Presi in contropiede da una folla inaspettata di stranieri le autorità locali hanno vietato di scattare foto, costruendo un muro affinché si impedisse la possibilità di osservare il monte. Una scelta tutto sommato goffa ma che dimostra una certa incapacità, da parte delle istituzioni, nell’affrontare questa nuova forma di turismo causato dalla viralità dei social.

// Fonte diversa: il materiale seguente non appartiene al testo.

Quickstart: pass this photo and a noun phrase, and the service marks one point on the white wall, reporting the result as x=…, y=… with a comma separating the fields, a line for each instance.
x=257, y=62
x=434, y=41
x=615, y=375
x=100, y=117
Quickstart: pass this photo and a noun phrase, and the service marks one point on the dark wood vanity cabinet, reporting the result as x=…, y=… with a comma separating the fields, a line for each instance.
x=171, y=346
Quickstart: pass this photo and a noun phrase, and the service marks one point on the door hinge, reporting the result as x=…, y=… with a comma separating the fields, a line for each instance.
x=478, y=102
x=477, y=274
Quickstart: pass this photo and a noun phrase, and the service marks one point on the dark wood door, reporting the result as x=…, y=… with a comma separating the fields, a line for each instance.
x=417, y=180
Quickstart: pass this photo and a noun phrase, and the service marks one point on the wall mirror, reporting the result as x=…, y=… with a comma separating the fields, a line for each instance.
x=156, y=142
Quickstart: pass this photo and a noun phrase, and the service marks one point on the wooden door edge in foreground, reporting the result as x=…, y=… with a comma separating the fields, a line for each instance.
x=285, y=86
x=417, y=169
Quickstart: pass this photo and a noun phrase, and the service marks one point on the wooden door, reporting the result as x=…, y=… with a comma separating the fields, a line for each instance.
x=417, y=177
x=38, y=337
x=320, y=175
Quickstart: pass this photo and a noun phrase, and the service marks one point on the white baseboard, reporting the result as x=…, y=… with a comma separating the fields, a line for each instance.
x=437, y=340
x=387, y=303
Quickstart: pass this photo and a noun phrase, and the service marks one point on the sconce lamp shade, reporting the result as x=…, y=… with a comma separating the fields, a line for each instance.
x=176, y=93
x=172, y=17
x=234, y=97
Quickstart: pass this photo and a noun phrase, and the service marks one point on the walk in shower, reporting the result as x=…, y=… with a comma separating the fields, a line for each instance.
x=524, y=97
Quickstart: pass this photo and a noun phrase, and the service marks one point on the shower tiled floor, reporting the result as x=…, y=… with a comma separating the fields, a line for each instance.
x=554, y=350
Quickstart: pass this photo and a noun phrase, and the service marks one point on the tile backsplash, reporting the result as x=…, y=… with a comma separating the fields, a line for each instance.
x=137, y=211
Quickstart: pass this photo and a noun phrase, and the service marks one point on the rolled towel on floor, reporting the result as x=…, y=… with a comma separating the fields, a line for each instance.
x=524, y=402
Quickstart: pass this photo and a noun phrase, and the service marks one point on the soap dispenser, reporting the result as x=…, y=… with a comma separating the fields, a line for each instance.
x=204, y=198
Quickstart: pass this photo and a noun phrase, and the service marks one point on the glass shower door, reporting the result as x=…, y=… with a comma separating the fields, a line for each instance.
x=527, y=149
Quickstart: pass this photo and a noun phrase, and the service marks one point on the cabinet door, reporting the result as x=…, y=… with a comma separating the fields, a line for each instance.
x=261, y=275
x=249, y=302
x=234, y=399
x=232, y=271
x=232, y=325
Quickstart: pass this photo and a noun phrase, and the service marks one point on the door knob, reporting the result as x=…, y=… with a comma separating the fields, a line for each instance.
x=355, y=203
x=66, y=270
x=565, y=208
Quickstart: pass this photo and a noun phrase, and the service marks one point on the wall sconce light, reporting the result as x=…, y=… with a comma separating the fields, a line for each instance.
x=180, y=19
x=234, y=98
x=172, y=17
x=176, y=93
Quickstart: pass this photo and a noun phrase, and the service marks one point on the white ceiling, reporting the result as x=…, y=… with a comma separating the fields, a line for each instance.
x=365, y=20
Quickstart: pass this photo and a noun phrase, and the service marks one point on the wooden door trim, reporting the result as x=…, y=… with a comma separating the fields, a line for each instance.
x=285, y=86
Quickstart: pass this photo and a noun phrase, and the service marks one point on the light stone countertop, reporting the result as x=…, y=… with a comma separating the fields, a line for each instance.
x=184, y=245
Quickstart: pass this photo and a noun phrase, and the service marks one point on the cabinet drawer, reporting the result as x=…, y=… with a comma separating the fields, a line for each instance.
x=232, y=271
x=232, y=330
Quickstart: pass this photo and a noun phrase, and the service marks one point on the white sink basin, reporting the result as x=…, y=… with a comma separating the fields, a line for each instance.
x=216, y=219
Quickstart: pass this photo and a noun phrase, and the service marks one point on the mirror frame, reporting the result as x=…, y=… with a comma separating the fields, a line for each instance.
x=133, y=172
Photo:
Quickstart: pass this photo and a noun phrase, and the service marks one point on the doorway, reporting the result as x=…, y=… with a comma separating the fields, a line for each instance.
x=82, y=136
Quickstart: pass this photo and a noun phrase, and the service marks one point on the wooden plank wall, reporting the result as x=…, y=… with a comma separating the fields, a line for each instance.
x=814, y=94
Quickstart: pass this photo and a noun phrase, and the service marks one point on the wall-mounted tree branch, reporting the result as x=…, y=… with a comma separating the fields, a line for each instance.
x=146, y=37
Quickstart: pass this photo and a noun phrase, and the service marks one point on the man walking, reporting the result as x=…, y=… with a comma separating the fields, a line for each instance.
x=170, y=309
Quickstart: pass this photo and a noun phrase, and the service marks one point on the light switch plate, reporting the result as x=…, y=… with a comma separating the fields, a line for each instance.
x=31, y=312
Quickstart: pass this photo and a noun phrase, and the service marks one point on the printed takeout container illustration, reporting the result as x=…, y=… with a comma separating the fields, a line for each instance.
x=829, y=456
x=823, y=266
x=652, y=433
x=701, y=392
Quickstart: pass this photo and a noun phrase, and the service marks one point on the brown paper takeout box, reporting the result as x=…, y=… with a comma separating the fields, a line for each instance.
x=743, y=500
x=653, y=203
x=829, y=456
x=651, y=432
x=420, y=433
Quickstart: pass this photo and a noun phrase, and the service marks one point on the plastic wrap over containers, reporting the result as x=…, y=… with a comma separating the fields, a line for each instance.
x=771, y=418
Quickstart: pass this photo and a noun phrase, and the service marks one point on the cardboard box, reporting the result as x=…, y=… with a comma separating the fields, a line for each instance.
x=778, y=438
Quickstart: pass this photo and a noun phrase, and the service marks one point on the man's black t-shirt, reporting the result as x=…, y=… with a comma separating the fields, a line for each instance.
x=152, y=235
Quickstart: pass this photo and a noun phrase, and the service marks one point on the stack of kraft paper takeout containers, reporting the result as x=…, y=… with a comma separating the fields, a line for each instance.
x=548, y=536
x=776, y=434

Ho personalmente assistito ad uno di questi luoghi preso d’assalto da masse di turisti. Ero su treno che da Kamakura porta ad Enoshima e nello specifico volevo raggiungere la fermata di Kamakurakokomae per farmi una passeggiata in spiaggia. Lì c’è uno scorcio bellissimo, una strada residenziale con un passaggio a livello che dà sull’oceano. Un posto di culto per i fan di Slam Dunk perché compare nella sigla d’apertura dell’anime. Ad un passo dai binari c’era un centinaio di turisti ammassati per scattarsi una foto a fianco al passaggio a livello – quasi tutti cinesi. Una folla di persone entusiasta nei pressi di un binario molto trafficato è un rischio e la municipalità è dovuta intervenire assicurando una presenza costante di un poliziotto che letteralmente si occupa di gestire la fila per le foto
Scriveva Oscar Wilde: “La totalità del Giappone è una pura invenzione. Non esiste un paese simile (si riferiva alle rappresentazioni degli ukiyo-e, nda), non esiste gente del genere. Di recente uno dei nostri pittori più incantevoli è andato nella Terra dei crisantemi nella sciocca speranza di vedere i giapponesi. Tutto quello che ha visto, tutto quello che ha avuto la possibilità di dipingere, sono state alcune lanterne e qualche ventaglio.” La ricerca del Giappone inventato non solo non è mai passata di moda, ma è diventata uno dei business principali del Cool Japan, un’iniziativa del governo giapponese lanciata nell’ormai lontano 2010 per promuovere la cultura popolare giapponese all’estero. L’obiettivo principale del progetto è valorizzare e diffondere vari aspetti della cultura giapponese, inclusi anime, manga, videogiochi, moda, cibo, design e turismo, per rafforzare l’immagine del Giappone a livello globale e stimolare l’economia attraverso l’industria culturale.
Ed è soprattutto per questo che gli italiani (e non solo) vanno in cerca di un Giappone immaginato in cui tutto sembra ammantato da un’aura indecifrabile, di futuro e passato che si scontrano creando cumuli di una cultura malinconica come una puntata di un vecchio anime degli anni ‘90.